“Have you no sense of decency, sir, at long last? Have you left no sense of decency?” Joseph N. Welch, 1954

Welch-to-McCarthy_Have-you-no-sense-of-decency

“I think I never really gauged your cruelty, or your recklessness… If it were in my power to forgive you for your reckless cruelty, I would do so. I like to think I’m a gentle man, but your forgiveness will have to come from someone other than me. You’ve done enough. Have you no sense of decency, sir, at long last? Have you left no sense of decency?”

Joseph N. Welch, chief counsel for the United States Army, 6/9/1954

This was the Boston lawyer who was instrumental in breaking Joseph McCarthy.
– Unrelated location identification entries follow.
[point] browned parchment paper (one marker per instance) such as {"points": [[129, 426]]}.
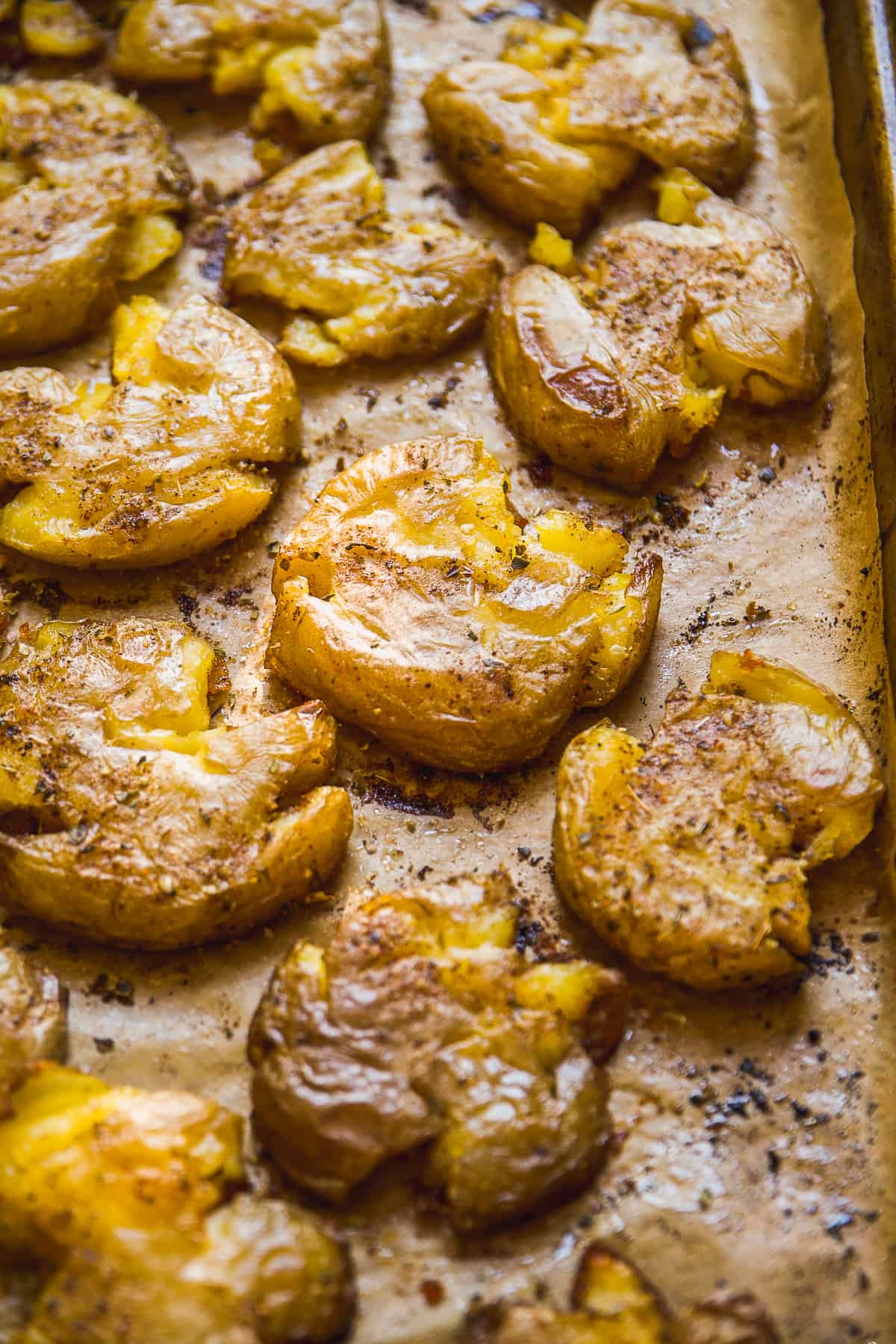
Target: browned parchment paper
{"points": [[755, 1137]]}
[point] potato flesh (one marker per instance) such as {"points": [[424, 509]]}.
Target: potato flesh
{"points": [[319, 240], [422, 1023], [33, 1018], [613, 1303], [563, 117], [121, 1189], [152, 828], [67, 240], [319, 70], [414, 604], [606, 370], [691, 855], [156, 467]]}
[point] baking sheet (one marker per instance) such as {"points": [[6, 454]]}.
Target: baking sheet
{"points": [[754, 1137]]}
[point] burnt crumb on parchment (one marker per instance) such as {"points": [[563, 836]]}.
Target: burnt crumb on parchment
{"points": [[391, 794], [187, 604], [210, 240], [457, 196], [112, 989], [46, 593], [541, 470], [440, 399], [669, 511]]}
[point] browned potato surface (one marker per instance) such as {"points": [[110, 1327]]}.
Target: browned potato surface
{"points": [[33, 1018], [422, 1023], [605, 370], [319, 69], [414, 603], [141, 824], [613, 1303], [152, 468], [120, 1196], [691, 853], [563, 117], [62, 28], [317, 238], [67, 235]]}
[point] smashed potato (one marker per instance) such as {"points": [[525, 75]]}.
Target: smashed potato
{"points": [[60, 28], [141, 824], [317, 67], [613, 1303], [66, 235], [319, 240], [121, 1195], [413, 603], [561, 119], [602, 371], [691, 853], [425, 1023], [153, 468], [33, 1018]]}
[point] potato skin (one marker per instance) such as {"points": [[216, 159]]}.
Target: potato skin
{"points": [[156, 830], [33, 1018], [606, 370], [63, 237], [319, 240], [158, 470], [164, 1254], [563, 117], [396, 1036], [413, 604], [613, 1303], [689, 855], [320, 70]]}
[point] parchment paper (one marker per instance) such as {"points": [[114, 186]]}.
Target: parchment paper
{"points": [[754, 1133]]}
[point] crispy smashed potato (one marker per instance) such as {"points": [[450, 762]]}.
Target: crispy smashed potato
{"points": [[66, 235], [691, 853], [151, 470], [563, 117], [319, 240], [602, 371], [33, 1018], [414, 604], [60, 28], [423, 1023], [121, 1195], [141, 824], [319, 69], [613, 1303]]}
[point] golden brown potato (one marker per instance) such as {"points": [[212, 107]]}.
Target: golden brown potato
{"points": [[33, 1018], [414, 603], [153, 468], [423, 1023], [602, 371], [319, 240], [60, 28], [141, 824], [613, 1303], [319, 67], [119, 1195], [66, 235], [727, 1319], [561, 119], [691, 853]]}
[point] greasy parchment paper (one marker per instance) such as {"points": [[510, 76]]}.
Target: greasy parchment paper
{"points": [[754, 1133]]}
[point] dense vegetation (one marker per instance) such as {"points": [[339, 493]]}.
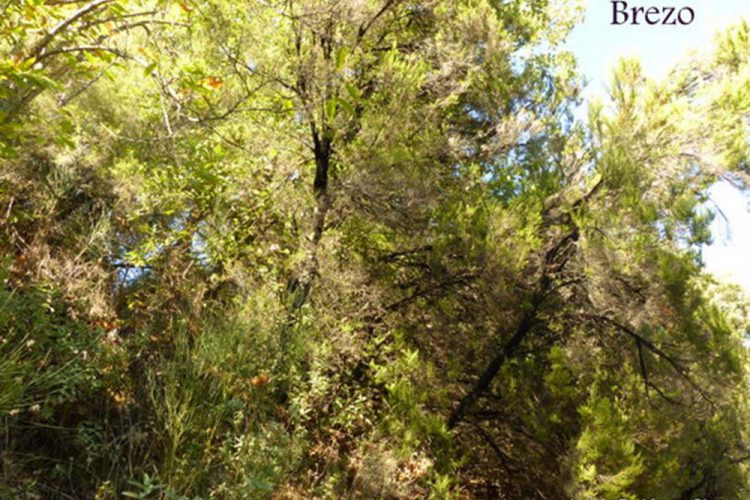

Some years later he took a role in Otto Preminger’s Anatomy of a Murder saying, “it looked like that was the only way I’d ever get to be a judge.”

Bosley Crowther said of his performance in a review from The New York Times:

On the bench as the judge, Joseph N. Welch of Boston, the lawyer who distinguished himself in the Army-McCarthy hearings, does an unbelievably professional job. He is delightful and ever so convincing. Mr. Preminger scored a coup in getting him.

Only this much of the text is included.